NICE process and methods

2 Topic selection and scoping the guidance

2.1 Introduction and overview of process

This chapter describes how topics for public health guidance are selected, and how the scope of the guidance is developed.

Suggestions for topics come from a variety of sources including:

  • stakeholders

  • NICE advisory committees

  • topic advisory workshops (TAWs)

  • the guidance review process

  • other NICE guidance producing centres.

Centre for Public Health Excellence (CPHE) also liaises with a range of key stakeholder and practitioner groups to identify topics, for example the Association of Directors of Public Health, the Faculty of Public Health and the Royal Colleges, as well as the key stakeholders mentioned in the consultation proposals (Department of Health [DH], Public Health England and Local Government).

Once a topic has been proposed it is considered by the NICE internal topic selection group – a cross institute group with representation from CPHE, implementation and field team leads, and quality systems.

If the internal group decides the topic is a priority for public health guidance, a background briefing paper (section 2.2) is produced. A TAW (section 2.2.4) is convened and develops a set of potential draft referrals in the topic area. The workshop is also an opportunity to suggest any additional topics that may need NICE public health guidance.

The draft referrals are discussed with policy leads at the DH, who then prepare a submission to ministers for formal consideration (see section 2.2.5). On completion of this stage of the process, a formal ministerial referral to develop public health guidance on the topic is made to NICE.

When NICE receives the ministerial referral, CPHE determines its place in the forward work programme. Once the project gets underway, CPHE develop the scope of the topic that sets out what the guidance will and will not cover (see sections 2.3, 2.4, 2.5).

2.2 Briefing paper for the TAW

2.2.1 Using the conceptual framework to construct a logic model

After holding the internal topic selection meeting and identifying a potential topic area, the CPHE, assisted by NICE information services, will prepare the briefing paper for the TAW.

The first step is to use the NICE public health conceptual framework (section 1.4) to construct a topic-specific conceptual framework (see below and appendix A). This framework may incorporate the assumed relationships between action and outcomes and, if possible, any relevant programme theory or theory of change (Pawson 2006; Weiss 1995).

The framework is used to:

  • help define the key issues involved in a broad topic area

  • specify where more focused and clearly defined topics fit into the overall strategic map of public health topics developed so far by CPHE.

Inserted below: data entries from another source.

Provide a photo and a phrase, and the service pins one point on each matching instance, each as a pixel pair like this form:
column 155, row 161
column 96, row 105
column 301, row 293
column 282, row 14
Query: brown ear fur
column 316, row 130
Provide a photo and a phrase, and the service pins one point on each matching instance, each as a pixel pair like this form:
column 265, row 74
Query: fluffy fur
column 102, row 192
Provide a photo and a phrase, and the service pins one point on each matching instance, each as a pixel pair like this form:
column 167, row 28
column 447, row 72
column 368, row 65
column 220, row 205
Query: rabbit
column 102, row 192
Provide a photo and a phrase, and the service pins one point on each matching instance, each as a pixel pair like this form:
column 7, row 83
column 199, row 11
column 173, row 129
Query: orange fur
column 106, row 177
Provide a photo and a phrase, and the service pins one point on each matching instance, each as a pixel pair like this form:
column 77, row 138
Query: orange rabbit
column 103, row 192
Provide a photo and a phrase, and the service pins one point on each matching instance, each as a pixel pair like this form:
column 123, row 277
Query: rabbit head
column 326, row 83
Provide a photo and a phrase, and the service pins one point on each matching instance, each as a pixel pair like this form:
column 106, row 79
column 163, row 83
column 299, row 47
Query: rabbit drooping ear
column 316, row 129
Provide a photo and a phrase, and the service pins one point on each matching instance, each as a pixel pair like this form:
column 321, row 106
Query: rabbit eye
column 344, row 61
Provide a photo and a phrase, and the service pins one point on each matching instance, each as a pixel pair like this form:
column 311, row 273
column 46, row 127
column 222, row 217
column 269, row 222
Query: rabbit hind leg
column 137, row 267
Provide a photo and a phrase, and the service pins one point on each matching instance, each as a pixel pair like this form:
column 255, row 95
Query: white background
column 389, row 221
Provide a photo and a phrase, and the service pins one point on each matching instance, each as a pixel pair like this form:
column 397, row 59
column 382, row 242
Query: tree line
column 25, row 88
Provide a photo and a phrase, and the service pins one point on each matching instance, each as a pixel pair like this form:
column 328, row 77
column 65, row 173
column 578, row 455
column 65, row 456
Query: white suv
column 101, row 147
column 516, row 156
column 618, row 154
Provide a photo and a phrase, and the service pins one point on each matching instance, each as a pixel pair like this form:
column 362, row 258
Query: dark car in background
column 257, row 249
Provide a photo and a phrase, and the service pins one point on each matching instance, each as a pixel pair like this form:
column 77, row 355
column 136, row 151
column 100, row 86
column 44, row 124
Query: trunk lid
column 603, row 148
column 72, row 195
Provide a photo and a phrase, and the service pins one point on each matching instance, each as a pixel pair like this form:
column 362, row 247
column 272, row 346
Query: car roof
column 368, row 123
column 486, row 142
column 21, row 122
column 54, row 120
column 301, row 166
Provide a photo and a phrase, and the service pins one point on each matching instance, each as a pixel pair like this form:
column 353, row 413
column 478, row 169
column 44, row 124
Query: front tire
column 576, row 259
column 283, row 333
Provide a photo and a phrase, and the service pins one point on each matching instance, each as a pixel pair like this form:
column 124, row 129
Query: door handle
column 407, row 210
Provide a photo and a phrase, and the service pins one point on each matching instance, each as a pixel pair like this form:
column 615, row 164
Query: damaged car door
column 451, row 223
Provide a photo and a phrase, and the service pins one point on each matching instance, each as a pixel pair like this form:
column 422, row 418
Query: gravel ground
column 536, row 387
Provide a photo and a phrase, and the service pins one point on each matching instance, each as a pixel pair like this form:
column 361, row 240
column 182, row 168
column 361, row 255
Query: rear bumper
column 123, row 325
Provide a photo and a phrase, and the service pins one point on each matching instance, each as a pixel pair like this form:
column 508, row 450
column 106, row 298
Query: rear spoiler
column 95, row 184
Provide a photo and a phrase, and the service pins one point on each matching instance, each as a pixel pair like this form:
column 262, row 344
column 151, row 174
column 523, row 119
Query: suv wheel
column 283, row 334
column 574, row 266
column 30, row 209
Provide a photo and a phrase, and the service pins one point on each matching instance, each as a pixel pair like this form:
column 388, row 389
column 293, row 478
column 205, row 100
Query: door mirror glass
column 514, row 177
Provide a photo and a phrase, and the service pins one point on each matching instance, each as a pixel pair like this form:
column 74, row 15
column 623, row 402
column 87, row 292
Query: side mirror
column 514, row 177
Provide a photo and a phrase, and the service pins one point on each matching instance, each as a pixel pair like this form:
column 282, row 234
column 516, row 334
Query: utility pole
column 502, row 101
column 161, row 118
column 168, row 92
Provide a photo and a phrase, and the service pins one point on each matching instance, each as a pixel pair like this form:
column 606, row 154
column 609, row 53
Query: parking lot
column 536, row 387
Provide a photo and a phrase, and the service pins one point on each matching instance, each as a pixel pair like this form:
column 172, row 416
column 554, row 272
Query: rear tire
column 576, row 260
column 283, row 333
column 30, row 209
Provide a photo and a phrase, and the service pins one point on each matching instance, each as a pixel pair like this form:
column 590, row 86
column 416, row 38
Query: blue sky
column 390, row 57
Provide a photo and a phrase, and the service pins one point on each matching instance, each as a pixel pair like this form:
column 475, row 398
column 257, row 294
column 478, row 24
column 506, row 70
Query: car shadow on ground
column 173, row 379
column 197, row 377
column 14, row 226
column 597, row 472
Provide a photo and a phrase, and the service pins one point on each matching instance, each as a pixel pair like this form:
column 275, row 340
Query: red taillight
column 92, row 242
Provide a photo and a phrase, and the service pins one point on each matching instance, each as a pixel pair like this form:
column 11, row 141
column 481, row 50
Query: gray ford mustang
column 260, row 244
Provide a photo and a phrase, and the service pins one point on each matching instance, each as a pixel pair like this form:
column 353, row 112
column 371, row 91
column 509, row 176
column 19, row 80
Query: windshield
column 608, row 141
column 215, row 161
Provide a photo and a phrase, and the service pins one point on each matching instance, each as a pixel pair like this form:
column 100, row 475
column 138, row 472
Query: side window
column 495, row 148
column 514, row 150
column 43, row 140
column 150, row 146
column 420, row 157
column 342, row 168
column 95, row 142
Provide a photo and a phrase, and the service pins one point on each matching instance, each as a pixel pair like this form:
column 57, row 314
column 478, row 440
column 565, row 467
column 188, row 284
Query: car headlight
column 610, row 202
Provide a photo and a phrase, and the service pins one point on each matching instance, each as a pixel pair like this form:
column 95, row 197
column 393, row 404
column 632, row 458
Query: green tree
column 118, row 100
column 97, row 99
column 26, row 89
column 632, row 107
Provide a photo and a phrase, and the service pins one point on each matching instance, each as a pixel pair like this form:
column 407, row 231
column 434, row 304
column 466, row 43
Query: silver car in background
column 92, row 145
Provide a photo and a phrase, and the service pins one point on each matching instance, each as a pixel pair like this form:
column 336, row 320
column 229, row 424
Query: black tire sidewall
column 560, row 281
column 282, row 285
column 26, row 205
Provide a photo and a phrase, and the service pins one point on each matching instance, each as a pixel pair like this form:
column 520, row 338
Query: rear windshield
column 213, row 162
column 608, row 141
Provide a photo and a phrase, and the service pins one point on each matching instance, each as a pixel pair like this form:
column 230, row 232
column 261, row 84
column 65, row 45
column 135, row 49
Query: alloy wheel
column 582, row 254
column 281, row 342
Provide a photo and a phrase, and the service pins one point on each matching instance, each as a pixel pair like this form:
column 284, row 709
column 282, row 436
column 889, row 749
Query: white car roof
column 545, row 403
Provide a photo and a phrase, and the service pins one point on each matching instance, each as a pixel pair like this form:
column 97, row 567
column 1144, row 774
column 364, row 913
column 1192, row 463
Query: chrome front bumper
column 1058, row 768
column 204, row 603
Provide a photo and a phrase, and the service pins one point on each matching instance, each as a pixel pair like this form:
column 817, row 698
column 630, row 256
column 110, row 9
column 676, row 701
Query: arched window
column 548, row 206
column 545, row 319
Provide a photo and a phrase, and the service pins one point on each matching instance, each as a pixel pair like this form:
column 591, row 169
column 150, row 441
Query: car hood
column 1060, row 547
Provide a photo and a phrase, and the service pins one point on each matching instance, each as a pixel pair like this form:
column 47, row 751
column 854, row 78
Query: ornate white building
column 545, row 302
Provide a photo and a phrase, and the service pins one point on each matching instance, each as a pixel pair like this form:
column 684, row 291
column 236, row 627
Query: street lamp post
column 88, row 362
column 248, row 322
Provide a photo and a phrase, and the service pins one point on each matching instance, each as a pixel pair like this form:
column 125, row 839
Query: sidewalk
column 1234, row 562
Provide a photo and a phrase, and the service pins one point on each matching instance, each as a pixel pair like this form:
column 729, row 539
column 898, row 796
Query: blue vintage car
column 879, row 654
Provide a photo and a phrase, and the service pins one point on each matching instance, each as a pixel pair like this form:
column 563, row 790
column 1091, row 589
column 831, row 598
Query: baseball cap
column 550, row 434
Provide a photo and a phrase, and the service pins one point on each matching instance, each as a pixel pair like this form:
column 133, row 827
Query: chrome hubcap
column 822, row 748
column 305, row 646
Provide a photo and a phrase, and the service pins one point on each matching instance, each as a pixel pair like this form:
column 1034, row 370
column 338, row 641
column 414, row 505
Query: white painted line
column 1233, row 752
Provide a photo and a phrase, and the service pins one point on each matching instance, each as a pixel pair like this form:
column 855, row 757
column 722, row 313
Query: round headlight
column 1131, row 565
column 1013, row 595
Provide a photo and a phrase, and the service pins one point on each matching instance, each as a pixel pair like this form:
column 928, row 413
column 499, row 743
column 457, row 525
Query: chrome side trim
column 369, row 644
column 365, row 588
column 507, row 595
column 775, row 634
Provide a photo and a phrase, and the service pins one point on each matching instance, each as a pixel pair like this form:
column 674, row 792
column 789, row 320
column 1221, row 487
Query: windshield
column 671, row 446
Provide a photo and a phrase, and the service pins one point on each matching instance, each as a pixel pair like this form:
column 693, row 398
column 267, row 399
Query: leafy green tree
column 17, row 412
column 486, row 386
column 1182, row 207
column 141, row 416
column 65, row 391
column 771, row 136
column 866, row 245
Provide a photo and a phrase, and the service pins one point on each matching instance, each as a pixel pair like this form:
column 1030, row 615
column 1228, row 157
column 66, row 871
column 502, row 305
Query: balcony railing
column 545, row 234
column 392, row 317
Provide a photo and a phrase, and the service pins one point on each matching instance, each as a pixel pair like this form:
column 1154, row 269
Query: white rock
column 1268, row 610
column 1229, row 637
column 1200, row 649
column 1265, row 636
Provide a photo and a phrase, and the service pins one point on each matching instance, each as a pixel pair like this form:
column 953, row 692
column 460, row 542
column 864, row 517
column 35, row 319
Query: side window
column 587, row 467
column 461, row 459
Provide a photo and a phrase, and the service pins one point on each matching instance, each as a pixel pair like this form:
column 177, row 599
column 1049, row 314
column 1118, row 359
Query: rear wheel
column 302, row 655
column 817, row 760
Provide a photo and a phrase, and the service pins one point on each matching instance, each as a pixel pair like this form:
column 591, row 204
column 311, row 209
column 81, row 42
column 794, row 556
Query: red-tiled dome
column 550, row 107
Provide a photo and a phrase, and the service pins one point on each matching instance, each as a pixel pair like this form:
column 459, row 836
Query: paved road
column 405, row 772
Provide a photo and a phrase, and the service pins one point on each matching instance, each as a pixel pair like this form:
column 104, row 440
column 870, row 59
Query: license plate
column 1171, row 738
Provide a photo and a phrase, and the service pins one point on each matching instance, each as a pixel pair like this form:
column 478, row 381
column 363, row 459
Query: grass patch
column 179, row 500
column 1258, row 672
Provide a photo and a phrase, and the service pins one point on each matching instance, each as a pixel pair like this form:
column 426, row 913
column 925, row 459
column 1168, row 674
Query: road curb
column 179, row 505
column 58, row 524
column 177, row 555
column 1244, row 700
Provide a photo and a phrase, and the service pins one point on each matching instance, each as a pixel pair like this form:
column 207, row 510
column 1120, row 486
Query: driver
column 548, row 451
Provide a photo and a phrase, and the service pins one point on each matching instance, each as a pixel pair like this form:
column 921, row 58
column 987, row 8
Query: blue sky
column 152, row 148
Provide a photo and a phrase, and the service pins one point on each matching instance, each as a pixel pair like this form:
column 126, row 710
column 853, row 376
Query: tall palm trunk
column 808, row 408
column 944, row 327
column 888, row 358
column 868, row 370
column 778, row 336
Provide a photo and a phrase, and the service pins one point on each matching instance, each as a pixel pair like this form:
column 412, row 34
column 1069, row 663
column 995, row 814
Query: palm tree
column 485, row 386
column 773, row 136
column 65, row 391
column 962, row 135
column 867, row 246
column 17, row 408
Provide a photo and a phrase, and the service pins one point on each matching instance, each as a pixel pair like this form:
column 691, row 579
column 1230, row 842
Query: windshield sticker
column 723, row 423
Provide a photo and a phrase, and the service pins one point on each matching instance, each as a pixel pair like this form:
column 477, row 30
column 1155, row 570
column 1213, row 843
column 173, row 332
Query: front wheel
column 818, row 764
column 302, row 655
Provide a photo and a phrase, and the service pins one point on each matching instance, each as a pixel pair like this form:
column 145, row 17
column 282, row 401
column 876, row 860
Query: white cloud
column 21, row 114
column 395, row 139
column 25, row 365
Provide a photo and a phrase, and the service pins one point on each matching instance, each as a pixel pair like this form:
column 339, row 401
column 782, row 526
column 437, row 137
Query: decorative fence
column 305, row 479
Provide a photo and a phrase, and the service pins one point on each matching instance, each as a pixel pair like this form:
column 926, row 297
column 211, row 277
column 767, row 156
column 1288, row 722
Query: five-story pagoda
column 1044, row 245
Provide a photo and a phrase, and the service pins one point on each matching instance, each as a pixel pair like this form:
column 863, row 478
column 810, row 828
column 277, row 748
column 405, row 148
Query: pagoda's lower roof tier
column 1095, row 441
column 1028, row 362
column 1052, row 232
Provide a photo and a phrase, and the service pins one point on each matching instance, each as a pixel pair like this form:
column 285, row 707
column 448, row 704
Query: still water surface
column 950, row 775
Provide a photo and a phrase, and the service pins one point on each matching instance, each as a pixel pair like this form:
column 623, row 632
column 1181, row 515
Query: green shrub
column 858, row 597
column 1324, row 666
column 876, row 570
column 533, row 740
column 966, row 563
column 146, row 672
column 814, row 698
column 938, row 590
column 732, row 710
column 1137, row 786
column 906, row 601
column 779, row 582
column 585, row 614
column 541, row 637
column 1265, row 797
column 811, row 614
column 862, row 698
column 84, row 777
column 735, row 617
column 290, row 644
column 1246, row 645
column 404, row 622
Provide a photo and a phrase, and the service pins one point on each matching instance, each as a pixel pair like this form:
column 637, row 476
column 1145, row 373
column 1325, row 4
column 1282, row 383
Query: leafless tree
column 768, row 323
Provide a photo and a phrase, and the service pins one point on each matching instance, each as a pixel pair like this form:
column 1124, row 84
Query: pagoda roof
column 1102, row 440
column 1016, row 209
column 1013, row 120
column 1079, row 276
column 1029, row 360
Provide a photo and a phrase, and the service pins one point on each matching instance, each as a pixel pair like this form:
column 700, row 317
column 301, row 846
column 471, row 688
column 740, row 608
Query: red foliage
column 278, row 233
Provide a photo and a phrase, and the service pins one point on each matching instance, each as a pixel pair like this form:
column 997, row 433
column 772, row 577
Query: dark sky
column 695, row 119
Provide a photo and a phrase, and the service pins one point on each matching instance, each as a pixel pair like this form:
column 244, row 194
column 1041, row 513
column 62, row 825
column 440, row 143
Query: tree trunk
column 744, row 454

Topics are mapped onto the vectors of causation outlined in the framework (population, environment, society and organisations) and cross-classified according to the potential level of intervention (population, community, organisation, family, domestic or individual).

The framework may also be used to construct a logic model. This model should incorporate the assumed relationships between action and outcomes described in the conceptual framework. Both the conceptual framework and the logic model are set out below (see figures 2.1–3).

Figure 2.1 Conceptual framework for public health guidance

Figure 2.1 Conceptual framework for public health guidance

Figure 2.2 A conceptual framework for promoting mental wellbeing at work

Figure 2.2 A conceptual framework for promoting mental wellbeing at work

Figure 2.3 A logic model for promoting mental wellbeing at work

Figure 2.3 A logic model for promoting mental wellbeing at work

2.2.2 Preliminary information exercise

Before the NICE information services team starts the preliminary search for information, it consults the logic model to determine which literature (including which type of literature) will be most relevant to the topic.

It then carries out the preliminary information gathering exercise. In some cases, this will be related to a broad topic area; in others it will be more specific. It should bring together different sources of information to provide an overview of the topic (including key issues). This is not a comprehensive search of the evidence base at this stage but rather aims to provide a background for development of the subsequent scope.

Databases and websites may be searched to identify key epidemiological reviews, policy documents and existing reviews of effectiveness. It is particularly important to identify any related NICE guidance (existing or in development) and other related guidance published in the UK (and abroad, if relevant). Key sources of relevant health inequalities information are also important.

Useful generic resources might include:

  • standard bibliographic research databases – see below (these are useful for assessing the extent of the effectiveness literature and for epidemiological assessments of the extent of the problem and its determinants)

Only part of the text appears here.